Em figurinos, as maiores chances recaem sobre A Voz Suprema do Blues, Emma, Mank, Mulan e Uma Noite em Miami, mas não dá para desprezar Bela Vingança e Judas e o Messias Negro.
Em maquiagem e cabelos, de novo temos A Voz Suprema do Blues como um candidato forte, tendo como possíveis companhias Pinóquio, Era uma Vez um Sonho, Arlequina e as Aves de Rapina e Mank ou Uma Noite em Miami.
Trilha sonora
Também não é a minha praia, mas me arrisco a palpitar: entram Relatos do Mundo (composta por James Newton Howard e fundamental no clima da narrativa), Soul (Atticus Ross, Trent Reznor e Jon Batiste, já premiada no Globo de Ouro), Mank (Ross e Reznor, que usaram apenas instrumentos da época do filme, os anos 1930 e 1940), Tenet (Ludwig Göransson, meu preferido) e, infelizmente, O Céu da Meia-Noite (adoro as trilhas de Alexandre Desplat, mas neste filme de George Clooney achei melosa demais).
Efeitos visuais
Em uma temporada despovoada de super-heróis, de sagas espaciais e de filmes-catástrofe, são apostas seguras Tenet (com suas cenas reversas) e O Céu da Meia-Noite (pela trágica sequência do passeio no espaço).
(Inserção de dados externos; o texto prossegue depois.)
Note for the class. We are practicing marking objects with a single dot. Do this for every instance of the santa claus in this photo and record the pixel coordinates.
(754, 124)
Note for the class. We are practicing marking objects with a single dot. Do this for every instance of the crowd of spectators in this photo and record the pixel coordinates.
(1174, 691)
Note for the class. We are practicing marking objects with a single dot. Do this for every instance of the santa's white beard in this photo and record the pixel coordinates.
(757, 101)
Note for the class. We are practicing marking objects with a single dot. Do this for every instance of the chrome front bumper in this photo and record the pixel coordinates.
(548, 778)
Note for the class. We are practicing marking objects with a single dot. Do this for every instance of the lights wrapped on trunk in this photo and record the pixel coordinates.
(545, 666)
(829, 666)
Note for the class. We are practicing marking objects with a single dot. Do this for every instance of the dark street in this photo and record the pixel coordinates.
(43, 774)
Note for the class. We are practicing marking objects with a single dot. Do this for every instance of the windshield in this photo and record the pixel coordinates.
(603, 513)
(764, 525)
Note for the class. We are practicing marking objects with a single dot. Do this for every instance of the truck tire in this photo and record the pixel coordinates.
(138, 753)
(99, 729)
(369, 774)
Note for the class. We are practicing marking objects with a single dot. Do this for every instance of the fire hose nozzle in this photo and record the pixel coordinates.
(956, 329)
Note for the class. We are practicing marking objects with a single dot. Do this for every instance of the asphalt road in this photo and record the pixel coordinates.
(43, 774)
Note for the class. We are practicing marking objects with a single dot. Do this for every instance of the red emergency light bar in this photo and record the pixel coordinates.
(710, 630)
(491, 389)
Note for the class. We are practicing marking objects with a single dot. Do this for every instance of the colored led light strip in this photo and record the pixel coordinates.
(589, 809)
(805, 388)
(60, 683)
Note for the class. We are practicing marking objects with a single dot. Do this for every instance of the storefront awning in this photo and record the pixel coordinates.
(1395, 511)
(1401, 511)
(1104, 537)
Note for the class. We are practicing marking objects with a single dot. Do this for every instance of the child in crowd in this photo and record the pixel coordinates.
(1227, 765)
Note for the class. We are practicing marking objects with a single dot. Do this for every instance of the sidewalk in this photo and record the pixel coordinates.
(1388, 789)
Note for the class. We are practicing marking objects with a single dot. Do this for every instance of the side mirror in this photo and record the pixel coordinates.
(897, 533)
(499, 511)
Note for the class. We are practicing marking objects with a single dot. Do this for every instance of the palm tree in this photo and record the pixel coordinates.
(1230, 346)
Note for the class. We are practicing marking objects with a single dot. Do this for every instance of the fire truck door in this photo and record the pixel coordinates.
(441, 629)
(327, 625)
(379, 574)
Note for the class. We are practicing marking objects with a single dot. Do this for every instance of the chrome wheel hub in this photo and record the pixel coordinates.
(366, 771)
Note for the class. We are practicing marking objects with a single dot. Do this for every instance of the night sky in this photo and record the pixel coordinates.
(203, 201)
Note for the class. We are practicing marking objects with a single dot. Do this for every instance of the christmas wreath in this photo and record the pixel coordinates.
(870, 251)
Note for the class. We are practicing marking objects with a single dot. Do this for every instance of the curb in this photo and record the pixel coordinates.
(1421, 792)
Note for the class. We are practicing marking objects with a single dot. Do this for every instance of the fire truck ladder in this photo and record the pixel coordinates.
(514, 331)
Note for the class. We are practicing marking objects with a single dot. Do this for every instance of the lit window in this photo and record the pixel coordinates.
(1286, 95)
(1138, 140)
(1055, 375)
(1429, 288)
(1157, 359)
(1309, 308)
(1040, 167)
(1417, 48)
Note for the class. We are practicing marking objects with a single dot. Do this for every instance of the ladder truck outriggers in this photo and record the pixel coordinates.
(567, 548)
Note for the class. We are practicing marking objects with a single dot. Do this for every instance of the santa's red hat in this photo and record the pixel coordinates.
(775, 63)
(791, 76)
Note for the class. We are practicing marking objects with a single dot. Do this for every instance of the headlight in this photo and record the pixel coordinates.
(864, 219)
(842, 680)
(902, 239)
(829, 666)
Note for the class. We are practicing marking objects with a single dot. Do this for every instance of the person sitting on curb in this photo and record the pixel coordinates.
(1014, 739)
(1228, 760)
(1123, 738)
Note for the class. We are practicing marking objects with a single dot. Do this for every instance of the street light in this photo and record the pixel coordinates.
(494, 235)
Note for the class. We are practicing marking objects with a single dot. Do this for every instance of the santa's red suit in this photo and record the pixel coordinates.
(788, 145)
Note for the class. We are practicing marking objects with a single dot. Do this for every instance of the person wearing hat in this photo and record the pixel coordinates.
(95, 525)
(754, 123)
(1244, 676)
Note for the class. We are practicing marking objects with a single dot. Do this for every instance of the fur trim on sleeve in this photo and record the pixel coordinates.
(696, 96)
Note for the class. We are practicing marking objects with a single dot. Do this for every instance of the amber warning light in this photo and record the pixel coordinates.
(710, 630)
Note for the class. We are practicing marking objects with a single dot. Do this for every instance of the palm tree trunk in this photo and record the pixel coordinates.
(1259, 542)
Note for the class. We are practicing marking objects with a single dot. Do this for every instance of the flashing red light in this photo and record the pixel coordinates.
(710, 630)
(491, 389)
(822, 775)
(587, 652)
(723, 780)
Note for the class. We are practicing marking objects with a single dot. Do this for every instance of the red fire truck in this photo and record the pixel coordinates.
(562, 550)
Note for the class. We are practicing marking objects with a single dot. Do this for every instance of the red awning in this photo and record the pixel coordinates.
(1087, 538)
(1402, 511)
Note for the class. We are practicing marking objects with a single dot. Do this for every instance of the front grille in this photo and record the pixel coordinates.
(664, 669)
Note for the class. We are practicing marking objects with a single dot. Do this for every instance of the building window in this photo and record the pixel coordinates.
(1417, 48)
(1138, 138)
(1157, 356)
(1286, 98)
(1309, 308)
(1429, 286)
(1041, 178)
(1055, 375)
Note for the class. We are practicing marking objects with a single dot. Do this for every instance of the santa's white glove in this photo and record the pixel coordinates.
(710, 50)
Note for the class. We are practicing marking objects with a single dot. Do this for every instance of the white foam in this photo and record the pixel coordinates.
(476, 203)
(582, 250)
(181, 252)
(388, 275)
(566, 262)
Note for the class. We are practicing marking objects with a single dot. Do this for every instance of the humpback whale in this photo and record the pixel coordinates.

Um documentário pode conseguir uma inusitada indicação: Welcome to Chechnya, que usa efeitos visuais para ocultar o rosto dos ativistas LGBT+ perseguidos na Rússia. Mulher-Maravilha 1984 não entrou na chamada shortlist, mas Arlequina e as Aves de Rapina, sim, e esse deve ser o representante das adaptações de quadrinhos. A quinta vaga ficaria com o trabalho invisível de Mank ou com o trabalho muito visível de Mulan.
Longa de animação
Barbada de prever, pois parece haver um consenso nas premiações. Vão ser indicados Soul, Wolfwalkers, Dois Irmãos, A Caminho da Lua e Os Croods 2.
Documentário
A pré-lista tem concorrentes fortíssimos, e pelo menos oito dos 15 podem ser vistos no Brasil. Cruzando os vencedores da International Documentary Association (IDA) com os indicados da Associação dos Produtores e do Sindicato dos Diretores, as apostas da Variety e a minha avaliação, eu diria que os cinco concorrentes sairão desta lista sêxtupla: Time, Professor Polvo, As Mortes de Dick Johnson, Crip Camp: Revolução pela Inclusão, The Truffle Hunters e Boys State. Mas gostaria de ver o chileno Agente Duplo e o norte-americano Até o Fim: A Luta pela Democracia na briga, e não se pode descartar o romeno Collective.
Filme internacional
Esta é a categoria em que vou apelar para o chute. Primeiro porque, dos 15 semifinalistas, só consegui assistir a quatro. Segundo porque é realmente difícil de prever. Embora historicamente haja um predomínio europeu nas indicações e nas premiações (Itália, com 14 conquistas, e França, com 12, são as maiores campeãs), nas últimas quatro edições o Oscar foi para países de outros continentes: O Apartamento (Irã), Uma Mulher Fantástica (Chile), Roma (México) e Parasita (Coreia do Sul). E os critérios das premiações prévias nem sempre coincidem com os da Academia de Hollywood, então não se pode dizer que haja uma base. Feito todo esse preâmbulo, acredito que Mais uma Rodada (Druk no original, da Dinamarca), Nós Duas (França) e La Llorona (Guatemala) têm vaga garantida. As outras duas devem ficar entre Quo Vadis, Aida? (Bósnia e Herzegovina), Caros Camaradas (Rússia), Já Não Estou Aqui (México) e O Homem que Vendeu sua Pele (Tunísia).